Best 12 OT Visibility KPIs Every SOC Should Track
In the high-stakes world of Industrial Control Systems (ICS) and Operational Technology (OT), “you cannot protect what you cannot see” is no longer just a catchy phrase-it is a survival imperative. As we move through 2025, the air gap is a myth, and the convergence of IT, OT, and IIoT has created a massive, often invisible attack surface.
For a modern Security Operations Center (SOC), applying traditional IT metrics to an industrial environment is a recipe for disaster. OT systems prioritize safety and availability over data confidentiality. When a PLC (Programmable Logic Controller) goes offline, it’s not just a “server down” alert; it’s a potential life-safety event or a multi-million dollar production halt.

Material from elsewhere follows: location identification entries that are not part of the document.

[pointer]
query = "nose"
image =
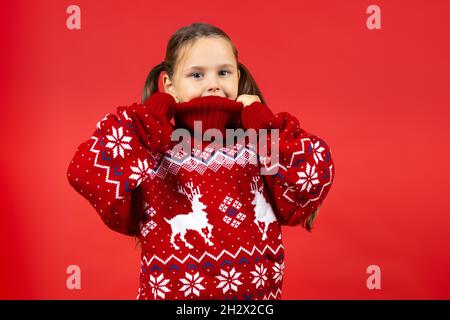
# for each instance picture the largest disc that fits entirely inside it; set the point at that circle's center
(213, 86)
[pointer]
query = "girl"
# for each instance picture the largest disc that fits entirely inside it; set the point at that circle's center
(209, 222)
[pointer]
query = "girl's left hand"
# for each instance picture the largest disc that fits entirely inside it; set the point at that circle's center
(247, 99)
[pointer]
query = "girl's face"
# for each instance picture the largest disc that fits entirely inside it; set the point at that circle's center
(206, 68)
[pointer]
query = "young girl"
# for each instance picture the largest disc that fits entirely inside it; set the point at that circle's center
(209, 222)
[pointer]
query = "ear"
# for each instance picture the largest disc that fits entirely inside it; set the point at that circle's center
(167, 85)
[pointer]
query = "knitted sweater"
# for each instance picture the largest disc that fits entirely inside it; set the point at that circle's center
(209, 222)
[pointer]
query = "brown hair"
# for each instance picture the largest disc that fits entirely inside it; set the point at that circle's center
(186, 36)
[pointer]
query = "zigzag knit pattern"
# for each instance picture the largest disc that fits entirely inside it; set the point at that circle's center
(209, 222)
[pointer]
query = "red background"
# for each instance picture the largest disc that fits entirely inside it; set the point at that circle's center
(378, 97)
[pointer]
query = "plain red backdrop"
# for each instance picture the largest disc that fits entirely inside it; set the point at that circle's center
(378, 97)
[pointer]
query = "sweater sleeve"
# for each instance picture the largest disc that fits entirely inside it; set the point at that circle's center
(108, 169)
(304, 171)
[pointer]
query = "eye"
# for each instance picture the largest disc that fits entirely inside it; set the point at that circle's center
(194, 74)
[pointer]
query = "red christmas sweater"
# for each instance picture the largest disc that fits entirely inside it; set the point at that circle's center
(209, 222)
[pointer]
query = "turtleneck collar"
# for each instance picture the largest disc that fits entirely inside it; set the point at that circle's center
(213, 112)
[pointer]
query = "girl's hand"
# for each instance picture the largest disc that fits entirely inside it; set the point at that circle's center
(247, 99)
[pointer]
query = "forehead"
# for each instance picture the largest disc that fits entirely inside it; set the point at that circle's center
(208, 53)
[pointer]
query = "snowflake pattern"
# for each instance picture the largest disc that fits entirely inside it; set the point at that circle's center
(159, 286)
(259, 275)
(228, 280)
(192, 284)
(118, 142)
(140, 172)
(231, 207)
(317, 151)
(308, 178)
(278, 271)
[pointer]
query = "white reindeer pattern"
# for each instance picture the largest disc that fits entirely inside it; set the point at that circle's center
(196, 220)
(263, 209)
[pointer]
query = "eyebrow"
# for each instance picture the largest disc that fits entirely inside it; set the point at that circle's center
(202, 68)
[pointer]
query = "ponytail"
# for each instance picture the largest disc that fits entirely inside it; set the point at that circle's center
(151, 83)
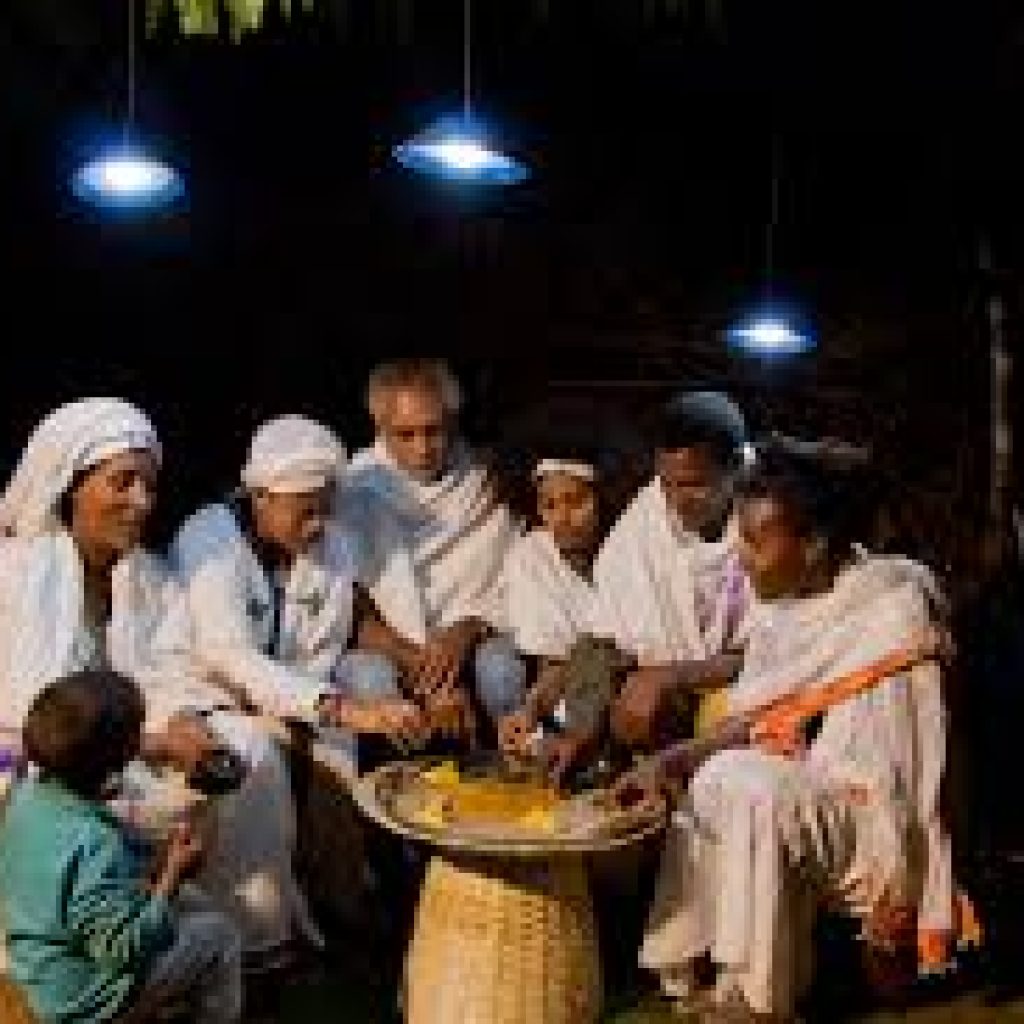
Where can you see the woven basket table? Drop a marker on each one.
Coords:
(505, 930)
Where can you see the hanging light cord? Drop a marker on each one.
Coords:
(772, 215)
(130, 113)
(467, 56)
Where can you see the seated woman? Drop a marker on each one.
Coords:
(78, 591)
(99, 927)
(270, 578)
(839, 807)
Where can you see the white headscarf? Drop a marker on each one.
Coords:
(293, 455)
(72, 439)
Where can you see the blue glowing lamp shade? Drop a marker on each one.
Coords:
(459, 151)
(771, 334)
(127, 180)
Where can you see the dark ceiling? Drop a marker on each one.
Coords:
(304, 254)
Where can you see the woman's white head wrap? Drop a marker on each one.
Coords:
(570, 467)
(71, 440)
(293, 455)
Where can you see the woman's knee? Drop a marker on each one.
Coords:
(368, 675)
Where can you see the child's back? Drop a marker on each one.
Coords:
(82, 931)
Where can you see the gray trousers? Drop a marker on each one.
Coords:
(499, 675)
(200, 977)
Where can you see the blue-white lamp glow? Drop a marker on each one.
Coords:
(459, 151)
(771, 334)
(126, 179)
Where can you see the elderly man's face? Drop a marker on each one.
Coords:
(416, 431)
(694, 487)
(567, 507)
(292, 523)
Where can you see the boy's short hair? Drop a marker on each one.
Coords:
(84, 728)
(701, 419)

This guide provides the 12 essential OT Visibility KPIs that every industrial SOC should track to move from reactive firefighting to proactive resilience.

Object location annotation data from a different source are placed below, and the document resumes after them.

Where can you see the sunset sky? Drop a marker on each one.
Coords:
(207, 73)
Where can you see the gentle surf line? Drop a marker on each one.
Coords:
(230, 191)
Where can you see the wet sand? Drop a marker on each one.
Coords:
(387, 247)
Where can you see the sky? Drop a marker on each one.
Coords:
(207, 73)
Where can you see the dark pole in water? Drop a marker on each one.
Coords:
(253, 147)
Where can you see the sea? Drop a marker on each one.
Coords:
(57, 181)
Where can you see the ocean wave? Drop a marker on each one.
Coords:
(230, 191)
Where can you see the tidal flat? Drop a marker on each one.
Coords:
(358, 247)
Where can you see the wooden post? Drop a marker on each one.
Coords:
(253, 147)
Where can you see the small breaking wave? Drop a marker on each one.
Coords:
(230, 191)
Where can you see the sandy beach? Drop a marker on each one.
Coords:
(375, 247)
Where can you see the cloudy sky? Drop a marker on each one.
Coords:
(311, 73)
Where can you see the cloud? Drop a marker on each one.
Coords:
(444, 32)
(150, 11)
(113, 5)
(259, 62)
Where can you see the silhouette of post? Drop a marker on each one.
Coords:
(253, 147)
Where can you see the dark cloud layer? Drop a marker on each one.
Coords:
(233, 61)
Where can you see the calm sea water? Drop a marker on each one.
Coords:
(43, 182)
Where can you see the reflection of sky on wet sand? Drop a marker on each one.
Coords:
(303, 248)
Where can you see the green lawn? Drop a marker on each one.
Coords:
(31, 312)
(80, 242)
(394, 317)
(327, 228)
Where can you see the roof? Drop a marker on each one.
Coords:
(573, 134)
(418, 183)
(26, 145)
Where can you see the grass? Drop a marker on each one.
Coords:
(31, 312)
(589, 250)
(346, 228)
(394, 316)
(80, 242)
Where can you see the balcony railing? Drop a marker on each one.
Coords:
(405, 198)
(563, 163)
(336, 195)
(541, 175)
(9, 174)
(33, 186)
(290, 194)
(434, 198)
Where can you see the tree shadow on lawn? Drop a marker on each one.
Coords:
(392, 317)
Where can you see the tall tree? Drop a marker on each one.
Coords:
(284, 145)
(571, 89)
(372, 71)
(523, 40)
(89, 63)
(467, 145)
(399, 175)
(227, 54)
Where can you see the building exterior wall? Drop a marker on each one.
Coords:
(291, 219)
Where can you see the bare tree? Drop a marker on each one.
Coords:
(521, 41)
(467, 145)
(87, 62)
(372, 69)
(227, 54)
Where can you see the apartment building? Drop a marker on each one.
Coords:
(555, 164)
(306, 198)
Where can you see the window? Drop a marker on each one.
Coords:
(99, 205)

The 12 Essential OT Visibility KPIs for 2025
1. Asset Discovery Depth (By Purdue Level)
In OT, a simple IP count is insufficient. This KPI measures the percentage of assets identified at each level of the Purdue Model.

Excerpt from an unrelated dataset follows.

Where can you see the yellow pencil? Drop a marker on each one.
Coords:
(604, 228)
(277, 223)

- Why it matters: Most SOCs have 90% visibility at Level 3 (Operations Systems) but drop to less than 20% at Level 1 (Basic Control/PLCs).
- The Goal: Achieve >95% visibility at Level 3 and 2, and >80% at Level 1.
- Actionable Insight: If your discovery stops at the gateway, you are blind to the “east-west” traffic where most industrial attacks propagate.
2. Firmware and OS Vulnerability Coverage
Tracking the percentage of OT assets with known, mapped CVEs (Common Vulnerabilities and Exposures).
- Why it matters: Industrial assets often have lifespans of 20+ years. Tracking this KPI helps prioritize “virtual patching” via firewalls when physical patching is impossible.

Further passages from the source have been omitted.